Landen Lucas: under-appreciated and critically important

Every team has a player who goes virtually unnoticed by most of the public eye. They quietly perform, they get their work in, and they don’t complain a ton in the process. For KU, that guy, love him or hate him, is Landen Lucas.

The senior Jayhawk got off to a rough start, averaging 4.2 points and 6.0 rebounds in his first five games of the year. He spent most of October in a walking boot, and it came out in late November that he was nursing an oblique injury that kept him out of the November 29 game against Long Beach State. After getting nursed back to full health, his rebounds have started to soar, and scoring has increased for him as well. With Udoka Azubuike out for the remainder of the season, the potential for him to shine during conference play is looking even better as the season continues.

Though it may not seem like it, Landen Lucas has progressed tremendously throughout his time at KU. Lucas, the senior forward from Portland, Oregon, will now get most of the playing time down low. His minutes have increased in each of his four seasons. In his last match, Lucas played 30 minutes, scored 15 points, and snagged a career-high 17 (!!!!) rebounds. KU is one of the best in all of college basketball at second-chance points. Why? They have guys who can grab rebounds, like Landen Lucas and freshman guard Josh Jackson. Just three games ago, they scored 23 second-chance points in their 89-71 victory over Davidson. Those 23 points are the difference between an 18-point victory and losing by five. Bob McKillop, Davidson’s head coach told Gary Bedore of that, “They just annihilated us in the paint, in second-chance points and they annihilated us in transition.” This seems to be the case in nearly every game that the team plays, as they’ve scored over 15 second-chance points in every game this season.

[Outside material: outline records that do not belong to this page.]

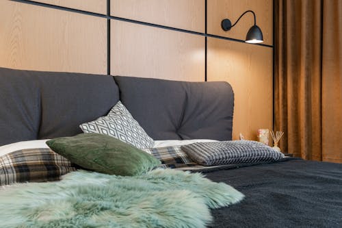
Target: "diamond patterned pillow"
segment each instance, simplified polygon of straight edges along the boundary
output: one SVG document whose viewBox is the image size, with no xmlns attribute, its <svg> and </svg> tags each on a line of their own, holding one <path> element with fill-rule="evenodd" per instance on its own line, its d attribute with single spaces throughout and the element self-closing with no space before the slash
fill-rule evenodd
<svg viewBox="0 0 342 228">
<path fill-rule="evenodd" d="M 79 125 L 84 133 L 98 133 L 114 137 L 139 149 L 153 147 L 154 140 L 118 101 L 106 116 Z"/>
</svg>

Landen Lucas may not be the best at scoring a ton of points (though he did score a career-best 18 in Tuesday’s thrilling win over Kansas State), but he’s there where you absolutely need him. KU’s main focus down low is being able to secure the ball and get rebounds – or it should be. With Josh Jackson averaging about 15 points per game and Frank Mason being good every night for 20, KU needs that extra insurance that they’ll have opportunities to make those shots. There’s always a few things that comes with a lot of points: a lot of shots, a lot of misses, and a whole lot of necessary rebounds.

Lucas got off to a rough start; he wasn’t racking up points, sure. But the one troubling thing about Lucas’ rocky beginning was that he wasn’t doing much of ANYTHING – especially rebounding. Bill Self told Matt Galloway of the Topeka Capital: “It wasn’t that he can’t do things. It was just that there are some things that he’s better at than other things, and players should always play to their strengths, and he wasn’t probably doing that like he should.”

Since the demolishing of UMKC, Lucas has gone out of his way to make sure that he contributes how he should be. Since then, he’s averaged 11 rebounds per game, and he has gotten most of the playing time at forward. He’s still working at it, but Lucas is “very close” to returning to how he was during conference play of last season, where he grabbed anywhere between ten and fifteen boards almost every game.

When his playing time is adequate, Lucas is dominant at the forward position. He’s that force that KU needs to separate themselves from the rest of the league. There were some questions as to whether or not he was physically capable of being “that guy,” and of course, there still will be. He’s got a good motor, and is of good size for his position. Landen Lucas, though not appreciated, or even liked, by many fans or spectators, will be a very big reason that KU wins the Big 12 for the thirteenth time in a row.